Il M5S in un certo senso ha sostituito il PD, o meglio ha occupato quella prateria lasciata a sinistra e Conte ha capitalizzato la battaglia sulla difesa del reddito di cittadinanza, tema sentitissimo nelle regioni del sud. Liberato dalla “zavorra” filo-governativa dimaiana, Conte ha potuto prima mettere in discussione il Governo Draghi e poi condurre una buona campagna elettorale che gli ha permesso di recuperare consensi e voti. Gli elettori delle Lega pongono i vertici del partito davanti ad una scelta: continuare con Salvini capace di far risalire il partito nel 2018 e poi prima gettare alle ortiche l’occasione di governare e poi farsi “mangiare” i voti dalla Meloni scegliendo di supportare il Governo Draghi? o cambiare registro e far scendere il “Capitano” dalla barca che affonda?
Forza Italia regge grazie al ritorno in campo del Presidente Berlusconi, ma l’età avanza e Tajani non sembra avere le capacità carismatiche per poter ambire alla guida del partito. Certo varare un nuovo corso post-Berlusconi dai banchi della maggioranza di Governo potrebbe essere un vantaggio, ma il tempo stringe e il duo Calenda-Renzi è lì in agguato per cercare di sottrarre a Forza Italia il ruolo di partito moderato, popolare e riformista.

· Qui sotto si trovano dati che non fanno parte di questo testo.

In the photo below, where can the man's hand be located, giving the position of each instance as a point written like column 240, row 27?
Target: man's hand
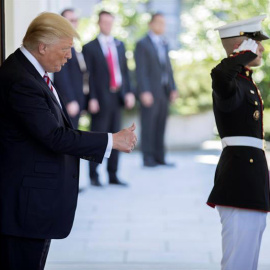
column 93, row 106
column 125, row 140
column 147, row 99
column 73, row 108
column 247, row 45
column 174, row 95
column 129, row 101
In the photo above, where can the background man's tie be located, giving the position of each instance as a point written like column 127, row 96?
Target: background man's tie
column 111, row 66
column 48, row 81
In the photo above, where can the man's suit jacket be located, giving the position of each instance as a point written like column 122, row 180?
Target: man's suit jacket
column 149, row 69
column 39, row 155
column 99, row 72
column 69, row 81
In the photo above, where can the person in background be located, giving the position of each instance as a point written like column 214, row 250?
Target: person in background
column 241, row 186
column 70, row 80
column 110, row 89
column 39, row 149
column 156, row 89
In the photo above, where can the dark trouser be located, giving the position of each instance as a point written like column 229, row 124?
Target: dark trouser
column 153, row 123
column 18, row 253
column 107, row 120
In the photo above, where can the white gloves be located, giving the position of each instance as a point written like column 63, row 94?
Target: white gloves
column 247, row 45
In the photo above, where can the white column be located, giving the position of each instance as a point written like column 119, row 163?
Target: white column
column 19, row 14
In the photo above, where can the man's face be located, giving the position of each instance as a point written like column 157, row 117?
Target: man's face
column 158, row 25
column 258, row 60
column 105, row 24
column 54, row 56
column 72, row 17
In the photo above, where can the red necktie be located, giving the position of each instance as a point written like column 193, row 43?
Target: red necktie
column 48, row 81
column 109, row 58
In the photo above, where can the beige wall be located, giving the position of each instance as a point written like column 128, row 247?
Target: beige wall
column 19, row 14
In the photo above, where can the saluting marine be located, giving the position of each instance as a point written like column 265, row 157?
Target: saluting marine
column 241, row 188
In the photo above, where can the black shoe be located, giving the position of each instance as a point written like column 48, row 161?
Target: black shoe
column 95, row 182
column 116, row 181
column 163, row 163
column 149, row 162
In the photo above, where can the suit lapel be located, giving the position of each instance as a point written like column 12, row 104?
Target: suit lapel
column 101, row 54
column 154, row 49
column 118, row 49
column 31, row 69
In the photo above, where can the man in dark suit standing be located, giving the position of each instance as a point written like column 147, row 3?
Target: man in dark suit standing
column 70, row 80
column 39, row 149
column 156, row 90
column 110, row 88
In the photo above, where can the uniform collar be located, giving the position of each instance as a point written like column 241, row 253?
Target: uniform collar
column 247, row 72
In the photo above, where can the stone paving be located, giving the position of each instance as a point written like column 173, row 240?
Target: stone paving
column 160, row 222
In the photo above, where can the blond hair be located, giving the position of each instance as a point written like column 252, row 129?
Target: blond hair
column 229, row 43
column 48, row 28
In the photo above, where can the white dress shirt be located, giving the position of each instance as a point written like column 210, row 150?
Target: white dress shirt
column 41, row 71
column 104, row 42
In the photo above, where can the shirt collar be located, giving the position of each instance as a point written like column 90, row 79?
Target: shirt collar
column 33, row 61
column 155, row 38
column 105, row 39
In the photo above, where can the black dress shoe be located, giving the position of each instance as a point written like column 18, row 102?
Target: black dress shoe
column 150, row 163
column 163, row 163
column 95, row 182
column 116, row 181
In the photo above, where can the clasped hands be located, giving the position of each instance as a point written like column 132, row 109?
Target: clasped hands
column 125, row 140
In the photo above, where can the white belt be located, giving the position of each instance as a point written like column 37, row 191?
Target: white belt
column 243, row 141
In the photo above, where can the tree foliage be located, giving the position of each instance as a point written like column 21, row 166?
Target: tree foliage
column 201, row 49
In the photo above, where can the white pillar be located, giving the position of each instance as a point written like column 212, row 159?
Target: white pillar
column 19, row 14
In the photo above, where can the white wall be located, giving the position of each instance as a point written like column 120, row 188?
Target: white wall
column 19, row 14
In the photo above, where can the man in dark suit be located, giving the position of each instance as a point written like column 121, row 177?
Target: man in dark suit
column 109, row 88
column 39, row 149
column 70, row 80
column 156, row 90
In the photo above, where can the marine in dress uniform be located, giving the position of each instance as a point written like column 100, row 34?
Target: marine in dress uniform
column 241, row 186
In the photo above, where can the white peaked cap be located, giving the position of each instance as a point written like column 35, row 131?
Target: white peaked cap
column 251, row 28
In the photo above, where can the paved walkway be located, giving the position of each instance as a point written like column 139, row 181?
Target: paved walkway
column 160, row 222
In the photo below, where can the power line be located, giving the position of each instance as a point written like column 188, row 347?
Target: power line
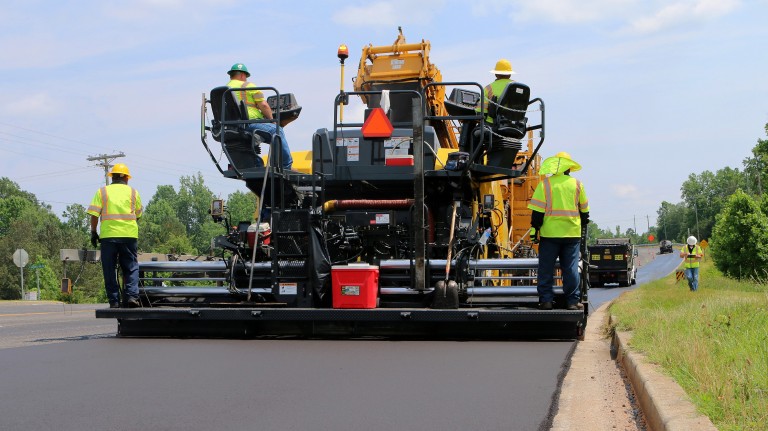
column 106, row 162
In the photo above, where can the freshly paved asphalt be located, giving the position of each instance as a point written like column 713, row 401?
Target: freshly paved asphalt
column 101, row 382
column 62, row 369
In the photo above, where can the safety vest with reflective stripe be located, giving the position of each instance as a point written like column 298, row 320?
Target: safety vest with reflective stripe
column 252, row 98
column 495, row 88
column 118, row 206
column 561, row 198
column 691, row 262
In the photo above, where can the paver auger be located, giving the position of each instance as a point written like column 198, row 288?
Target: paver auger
column 412, row 222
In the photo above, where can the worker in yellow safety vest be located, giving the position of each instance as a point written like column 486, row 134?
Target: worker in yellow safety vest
column 503, row 72
column 118, row 205
column 258, row 109
column 692, row 253
column 559, row 210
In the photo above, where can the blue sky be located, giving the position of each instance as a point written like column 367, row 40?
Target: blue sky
column 642, row 93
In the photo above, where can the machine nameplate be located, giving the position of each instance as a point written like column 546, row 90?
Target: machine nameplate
column 344, row 142
column 288, row 288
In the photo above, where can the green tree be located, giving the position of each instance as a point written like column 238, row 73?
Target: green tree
column 241, row 206
column 740, row 238
column 671, row 220
column 756, row 167
column 705, row 195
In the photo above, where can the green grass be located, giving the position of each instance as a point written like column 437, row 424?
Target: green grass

Renzi e Calenda, due personalità molto forti e complesse, che bene hanno lavorato al Governo insieme, il primo come Primo Ministro e il secondo come Ministro dello sviluppo economico dal 2016 al 2018. Il loro tentativo di condurre una doppia battaglia cercando di erodere consensi a destra, sorridendo ai liberali di Forza Italia, e a sinistra ai moderati del Pd, è stato lodevole ma complesso. Il rischio è stato quello di non far comprendere cosa volessero fare oltre a portare avanti la fantomatica “Agenda Draghi”. Ma il risultato elettorale incoraggia a percorrere la strada che conduce alla creazione del famoso “Terzo polo” casa dei moderati centristi italiani. Intanto cresce l’attesa per la formazione del nuovo Governo, gli alleati del centrodestra stanno in questi giorni proponendo nomi e figure che potrebbero ricoprire i ruoli chiavi nei ministeri. Un percorso non semplice, ma i giorni passano e le scadenze e il lavoro da fare è tanto.